“Jesús, tomando los cinco panes y
los dos peces, pronunció la bendición, los partió y se los dió. Comieron todos
y se saciaron”. El relato del evangelio de Lucas aunque aparentemente adopta la
forma de crónica de lo que sucedió en aquel atardecer, de hecho trasciende los
hechos concretos y adopta un lenguaje que refleja las preocupaciones
teológicas, pastorales y litúrgicas de la comunidad a la que va dirigido el
texto. Más que una instantanea de lo sucedido, encontramos el esquema de las
celebraciones cristianas, que desde la Resurrección de Jesús se han ido
repitiendo hasta hoy. El gesto obrado por Jesús no pretende únicamente acallar
el hambre de aquella gente, ávida de sus enseñanzas, sino que es un signo para
inculcar de modo efectivo un mensaje válido también para nosotros.
Es interesante detenerse a examinar algunos
particulares que el evangelista ha transmitido. La indicación de la caída de la
tarde alude a la costumbre judía de la cena vespertina, recogida después por
los cristianos para celebrar la cena del Señor. La iniciativa de los apóstoles
de recordar a Jesús la hora avanzada y la necesidad de proveer a la refección
de la gente, da pie al consejo de Jesús: “Dadles vosotros de comer”. Ésta será
la misión específica primero de los apóstoles y después de los ministros de la
Iglesia: dar de comer, saciar el hambre del pueblo creyente, partir para él
tanto el pan de la palabra como el pan eucarístico. La invitación a sentarse en
grupos de cincuenta alude a los israelitas durante su éxodo por el desierto: el
nuevo Israel se prepara a realizar su pe-regrinaje hacia el Reino, alimentado
por un pan capaz de dar vida y no por un maná frágil y perecedero.
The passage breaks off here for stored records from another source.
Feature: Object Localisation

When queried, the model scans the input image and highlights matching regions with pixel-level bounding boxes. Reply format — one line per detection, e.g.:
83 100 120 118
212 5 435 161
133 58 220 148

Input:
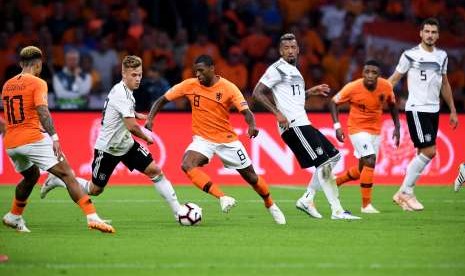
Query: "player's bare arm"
134 112 147 120
36 105 63 160
388 71 404 87
252 82 289 130
123 117 153 145
329 98 345 143
388 103 400 147
241 108 258 138
0 117 5 135
145 96 169 130
441 75 459 129
305 83 331 97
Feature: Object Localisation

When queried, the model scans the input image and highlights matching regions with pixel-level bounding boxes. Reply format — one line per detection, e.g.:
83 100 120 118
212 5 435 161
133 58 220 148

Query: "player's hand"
306 84 331 97
136 112 147 120
144 121 153 131
336 128 346 143
53 141 64 162
449 112 459 129
247 126 259 138
276 112 289 130
392 127 400 147
145 135 153 145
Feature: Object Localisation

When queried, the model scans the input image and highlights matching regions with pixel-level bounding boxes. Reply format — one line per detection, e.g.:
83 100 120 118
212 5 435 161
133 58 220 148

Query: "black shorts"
92 142 153 187
281 125 339 168
405 111 439 149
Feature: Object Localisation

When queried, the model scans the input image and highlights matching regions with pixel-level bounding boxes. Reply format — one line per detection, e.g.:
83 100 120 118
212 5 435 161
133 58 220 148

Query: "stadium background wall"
0 112 465 185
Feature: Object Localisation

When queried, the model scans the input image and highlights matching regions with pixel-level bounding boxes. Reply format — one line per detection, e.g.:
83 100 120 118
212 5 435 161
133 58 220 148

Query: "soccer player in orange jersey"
0 46 115 233
329 60 400 214
145 55 286 224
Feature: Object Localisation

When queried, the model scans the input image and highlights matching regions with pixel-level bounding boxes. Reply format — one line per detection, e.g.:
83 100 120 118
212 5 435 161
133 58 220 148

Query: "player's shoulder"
377 77 392 92
218 77 240 92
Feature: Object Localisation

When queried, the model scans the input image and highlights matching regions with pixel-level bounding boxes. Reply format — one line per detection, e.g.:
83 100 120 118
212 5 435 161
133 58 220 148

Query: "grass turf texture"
0 186 465 276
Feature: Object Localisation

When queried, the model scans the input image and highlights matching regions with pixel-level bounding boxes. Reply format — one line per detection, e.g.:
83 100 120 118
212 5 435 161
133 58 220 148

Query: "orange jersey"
2 74 47 149
333 78 396 134
165 78 249 143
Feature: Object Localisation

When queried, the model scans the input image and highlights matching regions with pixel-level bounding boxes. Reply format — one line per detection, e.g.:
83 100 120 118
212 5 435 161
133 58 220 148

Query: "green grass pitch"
0 186 465 276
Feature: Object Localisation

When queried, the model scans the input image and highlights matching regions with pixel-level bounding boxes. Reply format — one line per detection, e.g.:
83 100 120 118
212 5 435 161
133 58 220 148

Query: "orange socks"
186 168 224 198
252 176 273 208
10 197 27 216
360 166 375 207
336 166 360 186
77 195 96 215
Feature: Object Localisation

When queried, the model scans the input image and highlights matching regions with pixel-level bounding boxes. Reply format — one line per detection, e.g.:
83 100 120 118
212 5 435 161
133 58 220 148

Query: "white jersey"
95 81 136 156
260 58 310 132
396 44 447 112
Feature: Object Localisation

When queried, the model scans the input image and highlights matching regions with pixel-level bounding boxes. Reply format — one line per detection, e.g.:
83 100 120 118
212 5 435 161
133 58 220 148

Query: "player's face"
362 65 379 90
123 66 142 90
420 25 439 47
194 62 215 86
279 40 299 65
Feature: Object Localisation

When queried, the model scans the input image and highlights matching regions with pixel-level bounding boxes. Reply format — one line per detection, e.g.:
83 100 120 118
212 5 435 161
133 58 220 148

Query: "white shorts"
6 137 58 172
349 132 381 159
186 136 252 170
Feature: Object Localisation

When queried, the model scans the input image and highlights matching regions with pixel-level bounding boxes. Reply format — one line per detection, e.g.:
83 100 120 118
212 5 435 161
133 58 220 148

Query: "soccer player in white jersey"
41 56 180 220
389 18 458 211
253 33 360 219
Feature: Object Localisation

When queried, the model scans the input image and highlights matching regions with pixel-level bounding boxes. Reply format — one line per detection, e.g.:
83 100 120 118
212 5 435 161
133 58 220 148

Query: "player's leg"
3 155 40 232
236 164 286 224
393 111 439 211
122 142 180 216
350 132 380 213
48 159 115 233
181 136 227 202
454 163 465 192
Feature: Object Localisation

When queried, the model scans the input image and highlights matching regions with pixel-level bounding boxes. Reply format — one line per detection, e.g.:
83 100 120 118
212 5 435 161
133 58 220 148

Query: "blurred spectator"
216 46 248 93
91 35 121 93
321 0 347 41
53 49 92 109
350 1 378 45
241 17 271 61
134 65 176 111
Celebrar la Eucaristía no puede
reducirse simplemente a un acto de culto. El rito eucarístico reclama ser
convertido en vida. Los que participamos de un único pan y de un único cáliz
estamos llamados a compartir todo lo demás, como expresión real del mandamiento
nuevo de Jesús: “Amaos unos a otros como yo os he amado”. A los cristianos de Corinto
que se reunían pa-ra celebrar la cena del Señor, mientras los ricos abundaban y
los pobres pasaban necesidad, san Pablo les decía claramente: “Así no tiene
sentido comer la cena del Señor”.
Lucas, en su relato, utiliza las
mismas fórmulas que, el Jueves Santo, Jesús utilizará en el Cenáculo, y,
después de él, la Iglesia ha repetido diariamente hasta hoy en sus
celebraciones: “Tomó el pan, alzó la mirada al cielo, pronunció la bendición,
se lo dio a los discípulos y comieron todos”. Aquella pradera anuncia el
Cenáculo, así como a tantos otros lugares de culto, ya se trate de espléndidas
iglesias, ya de sencillos oratorios, ya de rincones escondidos que, sobre todo
en momentos de persecución, han servido para el encuentro de los creyentes a
fin de repitir el rito cristiano de la fracción del pan, de la Eucaristía, que
es el centro de la vida de la Iglesia, su fuente y su fuerza, el gesto que hace
sacramentalmente la Iglesia.
Decía san Pablo: “Cada vez que
coméis este pan y bebéis del cáliz, proclamáis la muerte del Señor”. Jesús
salvó a los hombres de la muerte y del pecado muriendo en la Cruz y resucitando
del sepulcro. Esta realidad no es un hecho pasado. Está siempre activo. Celebrando
la Eucaristía, anunciamos, hacemos presente esta muerte y esta resurrección del
Señor, hasta que vuelva glorioso al final de los tiempos. La Eucaristía no es
un rito mágico sino un acto celebrativo que exige fe y participación, pide
adoración y compromiso de vida, que nos permite comulgar con la salvación que
Dios nos ofrece en su Hijo, asumirla para traducirla en vida en el quehacer
diario.
Sintiéndonos vinculados con Jesús
por la nueva y definitiva alianza que supone la Eucaristía, trabajemos para
establecer una comunión de paz, libertad, verdad y justicia con todos nuestros
hermanos, y, conscientes de formar parte del único cuerpo de Cristo, crezcamos
en la solidariedad con todos, especialmente con aquellos más necesitados. De
esta manera se hará realidad lo que significa el misterio de la Eucaristía, es
decir la fraternidad que Jesús quiere de todos los hombres por los cuales no ha
dudado en ofrecerse como víctima agradable a Dios.